Day 29

Style: Ashtanga
Teacher: Daniel Mendoza
Studio: Santosha Elgin

My eyelids weigh a thousand pounds each. I squeeze them shut tightly, then open them again. With blurred vision I'm looking at four out-of-focus laptops slowly circling in front of me. Digital black and white writing is warping and bending on the electronic screen. My head is heavy, hanging at an awkward, twisted angle, trying to stare at a hazy keyboard. After 8 hours of school, a midterm and an Ashtanga class, I'm struggling to maintain consciousness. A 6 am start time looms over my head like a guillotine, only a few short hours from now.
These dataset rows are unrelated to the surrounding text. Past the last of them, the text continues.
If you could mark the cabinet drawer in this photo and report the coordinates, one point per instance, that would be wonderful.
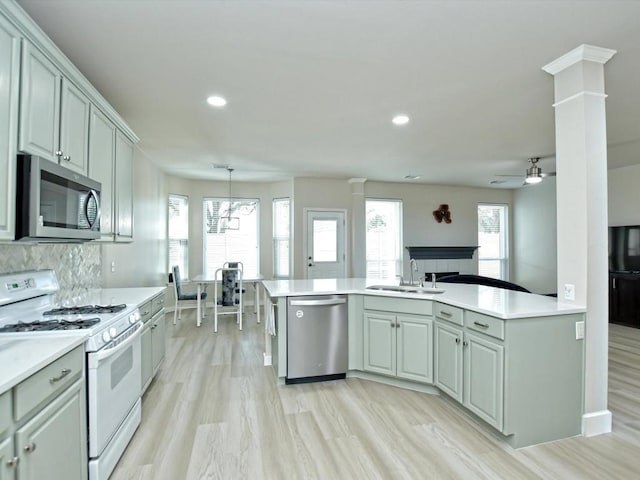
(398, 305)
(449, 313)
(157, 304)
(47, 383)
(146, 311)
(482, 323)
(5, 412)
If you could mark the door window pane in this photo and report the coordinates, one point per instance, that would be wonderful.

While it's true that ninety consecutive yoga classes are exhausting at times, the writing, documenting and digesting of each day, trying to understand my condition and studying it as it comes... that is taking its toll on me.

Tonight was my first time meeting Daniel Mendoza. Having trained in martial arts from an early age, he discovered Ashtanga while studying Muay Thai and kickboxing. The set up for the class felt like a martial arts studio, with two rows of mats facing each other and space in the middle where he walked up and down. He led the class through an intermediate series, keeping the instruction flowing at a fast pace with a heavy use of Sanskrit.

The act of practicing yoga when I truly don't feel like it, then writing about the experience and examining its effect, is intense. It feels like it's accelerating the process in comparison with last years ninety days. I can see now that the true challenge for the next 61 days will be the daily focusing of thought and converting it into language. The writing and understanding, the honest reflection on self. One third of the way in and the seas can really get rough. I feel like I'm on a rickety boat with a tattered sail out in the middle of dark vast infinity. To engage my mind and synthesize my experience when it desperately wants to shut off, power down and recharge is the real struggle. I know it's an absolute necessity that I continue to input every single day without fail. One false step will destroy the whole project. There can be no turning back. I can't afford to jeopardize the entire mission for a few extra hours of sleep.